Jamais n’aurais-je, de ma déjà longue carrière, tant hésité à choisir un titre pour mes quelques propos ! J’en avais trouvé un beau que je roulais dans ma tête, pour vous dire merci et exprimer mon enthousiasme à fêter ensemble deux anniversaires : l’un, le Concile – 50 ans !- qui n’a cessé d’inspirer l’autre qui, depuis 30 ans, avec conscience, conviction, intelligence et « espérance tranquille » comme le dit bien Rolande Parrot, s’efforce d’en cueillir les fruits et d’en soigner l’arbre et ses repousses….

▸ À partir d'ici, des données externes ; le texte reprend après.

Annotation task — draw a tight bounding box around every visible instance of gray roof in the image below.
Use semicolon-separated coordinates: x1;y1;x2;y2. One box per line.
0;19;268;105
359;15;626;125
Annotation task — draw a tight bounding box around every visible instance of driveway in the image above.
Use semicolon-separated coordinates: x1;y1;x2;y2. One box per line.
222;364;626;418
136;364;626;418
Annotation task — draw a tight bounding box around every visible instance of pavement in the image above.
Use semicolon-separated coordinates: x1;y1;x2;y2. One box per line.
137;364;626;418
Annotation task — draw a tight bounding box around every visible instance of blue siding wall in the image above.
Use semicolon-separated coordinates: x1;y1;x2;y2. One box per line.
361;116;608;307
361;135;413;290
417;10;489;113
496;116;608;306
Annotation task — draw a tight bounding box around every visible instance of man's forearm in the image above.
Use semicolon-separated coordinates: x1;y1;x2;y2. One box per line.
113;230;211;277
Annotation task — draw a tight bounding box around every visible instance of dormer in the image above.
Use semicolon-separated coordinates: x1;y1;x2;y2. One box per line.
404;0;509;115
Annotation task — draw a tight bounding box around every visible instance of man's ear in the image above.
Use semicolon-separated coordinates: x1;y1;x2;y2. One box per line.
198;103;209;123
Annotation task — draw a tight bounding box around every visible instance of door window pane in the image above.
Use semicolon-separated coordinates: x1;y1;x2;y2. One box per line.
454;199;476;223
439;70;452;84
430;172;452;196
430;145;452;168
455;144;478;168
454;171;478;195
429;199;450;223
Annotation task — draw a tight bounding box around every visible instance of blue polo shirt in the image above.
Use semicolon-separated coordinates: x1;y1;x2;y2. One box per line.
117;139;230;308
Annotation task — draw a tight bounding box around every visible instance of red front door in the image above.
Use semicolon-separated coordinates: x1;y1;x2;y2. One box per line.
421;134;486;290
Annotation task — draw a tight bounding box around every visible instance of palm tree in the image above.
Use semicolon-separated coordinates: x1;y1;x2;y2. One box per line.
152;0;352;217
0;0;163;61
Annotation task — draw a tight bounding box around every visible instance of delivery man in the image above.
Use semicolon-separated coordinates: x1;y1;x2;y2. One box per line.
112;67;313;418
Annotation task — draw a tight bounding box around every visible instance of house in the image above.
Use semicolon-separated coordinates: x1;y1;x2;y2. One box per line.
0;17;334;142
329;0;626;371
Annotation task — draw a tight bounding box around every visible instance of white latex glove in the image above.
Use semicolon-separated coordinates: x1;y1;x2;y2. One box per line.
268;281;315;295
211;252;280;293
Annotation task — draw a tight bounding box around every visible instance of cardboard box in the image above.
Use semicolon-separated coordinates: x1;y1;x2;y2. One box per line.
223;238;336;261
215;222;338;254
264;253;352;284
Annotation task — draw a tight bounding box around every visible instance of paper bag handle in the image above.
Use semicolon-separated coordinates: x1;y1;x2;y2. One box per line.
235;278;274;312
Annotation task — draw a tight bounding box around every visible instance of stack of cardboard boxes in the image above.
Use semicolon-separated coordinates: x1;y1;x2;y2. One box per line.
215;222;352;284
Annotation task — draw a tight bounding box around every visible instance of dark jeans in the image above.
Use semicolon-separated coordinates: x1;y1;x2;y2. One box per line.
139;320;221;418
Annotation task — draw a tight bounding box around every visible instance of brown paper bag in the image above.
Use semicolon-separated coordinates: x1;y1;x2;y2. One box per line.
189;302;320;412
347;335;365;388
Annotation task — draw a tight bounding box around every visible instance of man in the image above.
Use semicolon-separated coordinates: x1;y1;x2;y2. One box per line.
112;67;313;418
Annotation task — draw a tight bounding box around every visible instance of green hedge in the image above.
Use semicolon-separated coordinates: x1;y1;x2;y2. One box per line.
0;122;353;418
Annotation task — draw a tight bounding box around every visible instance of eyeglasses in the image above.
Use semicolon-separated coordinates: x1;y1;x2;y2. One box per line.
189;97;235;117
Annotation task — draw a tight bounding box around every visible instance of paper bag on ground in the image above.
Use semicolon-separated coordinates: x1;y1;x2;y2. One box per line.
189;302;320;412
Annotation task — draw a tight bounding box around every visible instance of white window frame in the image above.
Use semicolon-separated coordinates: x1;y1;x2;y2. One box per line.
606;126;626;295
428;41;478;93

Hélas, m’est survenue alors la lecture, dans un hebdomadaire catholique de qualité d’un grand reportage : « 50 ans après Vatican II, La révolution inachevée ». Il présentait un glossaire et, sous le mot Femmes, ceci : « À l’image de la Curie, le Concile reste très masculin, même si de rares religieuses et laïques purent y assister. Mais les documents conciliaires leur manifestent une bienveillante attention. ». La bienveillante attention m’a stupéfaite avant de me conduire vers une sainte colère. J’ai donc repris mes classiques et étudié de plus près quelques citations auxquelles souvent nous nous référons sans les avoir épuisées évidemment et j’ai ouvert quelques livres et bulletins.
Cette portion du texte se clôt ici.